The movie’s anti-nuclear message is clear. Its producer Tomoyuki Tanaka is reported to have said that the theme of the movie is “dread about a hydrogen bomb.”

Toward the end of the movie, a weapon called “oxygen destroyer,” developed by a scientist named Daisuke Serizawa and capable of destroying the oxygen in water and instantly killing animals in the area, is used. Godzilla is killed and reduced to a skeleton in the Tokyo Bay, letting out a sad scream.

What paleontologist Kyohei Yamane says at the end of movie has gravity: “It is hard to think that Godzilla is the last of its kind. If hydrogen bomb tests are continued, the likes of Godzilla may appear again somewhere in the world.”

The days in which hydrogen bomb tests were detonated one after another are long gone. But the existence of thousands of nuclear weapons means the danger is far from over.

Yamane’s remarks, although couched in a Godzilla narrative, should serve as a warning about the still existing danger and cruelty posed by mankind’s continued pursuit of nuclear weapons and other weapons of mass destruction.

In the movie, Serizawa first refuses to use his invention against Godzilla, saying that political leaders may be tempted to use it as the third ultimate weapon following atomic and hydrogen bombs. To prevent this, he destroys the weapon’s blueprint, but then goes on to say, in effect, that since humans are weak, he may one day find himself in a position in which he is forced to use the weapon.

So after using the weapon against Godzilla while diving in the Tokyo Bay, he commits suicide by cutting his air hose.

Serizawa’s words and final act pose a serious moral challenge to mankind, especially to political leaders, military planners and scientists who have already accumulated the knowledge of producing nuclear weapons and other weapons of mass destruction and who even may endeavor to make more powerful and cruel weapons.
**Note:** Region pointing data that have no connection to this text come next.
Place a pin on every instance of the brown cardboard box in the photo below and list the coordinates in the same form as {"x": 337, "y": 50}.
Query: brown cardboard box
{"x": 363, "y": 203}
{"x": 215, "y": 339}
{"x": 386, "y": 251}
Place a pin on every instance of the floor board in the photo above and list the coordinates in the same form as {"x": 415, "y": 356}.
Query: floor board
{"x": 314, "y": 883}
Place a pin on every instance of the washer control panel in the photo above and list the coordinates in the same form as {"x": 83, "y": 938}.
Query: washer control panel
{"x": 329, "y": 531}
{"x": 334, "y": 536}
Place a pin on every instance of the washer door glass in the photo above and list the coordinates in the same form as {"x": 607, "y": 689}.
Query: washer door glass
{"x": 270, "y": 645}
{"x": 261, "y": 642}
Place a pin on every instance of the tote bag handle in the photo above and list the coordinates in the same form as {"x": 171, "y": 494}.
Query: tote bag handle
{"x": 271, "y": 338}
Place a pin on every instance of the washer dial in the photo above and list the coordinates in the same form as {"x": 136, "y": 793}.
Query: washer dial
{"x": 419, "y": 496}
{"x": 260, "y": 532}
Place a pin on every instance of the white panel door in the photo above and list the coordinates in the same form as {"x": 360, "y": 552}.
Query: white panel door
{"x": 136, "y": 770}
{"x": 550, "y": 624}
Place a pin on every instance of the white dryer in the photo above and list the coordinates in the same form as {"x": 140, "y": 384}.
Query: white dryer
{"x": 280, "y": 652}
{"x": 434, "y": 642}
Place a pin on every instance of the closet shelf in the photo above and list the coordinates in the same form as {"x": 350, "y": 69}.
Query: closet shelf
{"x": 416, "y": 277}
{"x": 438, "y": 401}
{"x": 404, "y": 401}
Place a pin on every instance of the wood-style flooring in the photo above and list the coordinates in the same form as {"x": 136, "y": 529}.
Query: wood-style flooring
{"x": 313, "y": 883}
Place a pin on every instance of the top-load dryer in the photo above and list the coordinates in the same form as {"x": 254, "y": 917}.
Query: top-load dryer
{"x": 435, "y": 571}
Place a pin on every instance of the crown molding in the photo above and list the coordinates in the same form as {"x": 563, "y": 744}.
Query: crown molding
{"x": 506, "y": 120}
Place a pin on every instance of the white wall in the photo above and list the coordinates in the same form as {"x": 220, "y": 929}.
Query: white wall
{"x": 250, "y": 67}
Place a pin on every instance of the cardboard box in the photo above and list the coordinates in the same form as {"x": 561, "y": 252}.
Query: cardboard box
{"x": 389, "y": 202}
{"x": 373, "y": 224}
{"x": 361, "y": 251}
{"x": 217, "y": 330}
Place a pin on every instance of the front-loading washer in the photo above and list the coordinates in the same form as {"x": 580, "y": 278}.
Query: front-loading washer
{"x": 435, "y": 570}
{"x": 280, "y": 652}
Godzilla in the 1954 movie symbolized a horror that has been created by human technology that has spun out of control. Although nuclear weapons have not been used since the end of World War II, the movie’s message is relevant today all the more in the wake of catastrophic accidents at nuclear power plants — including the triple meltdowns at Tokyo Electric Power Co.’s Fukushima No. 1 plant in March 2011. The accidents show that we cannot fully control nuclear power.

Akira Ifukube, who wrote the unforgettable soundtrack for the original “Godzilla” movies, considered himself a hibakusha (radiation victim) because he suffered bleeding after participating in wartime research to harden wood to be used in aircraft by irradiating it. Although it cannot be determined any more whether his illness was caused by radiation exposure, it is worth remembering that he wrote the music with a sense of mission.

As the anniversaries of the 1945 atomic bombings of Hiroshima and Nagasaki approach, the recent movie scene offers a chance for people to ponder the message of “Godzilla.”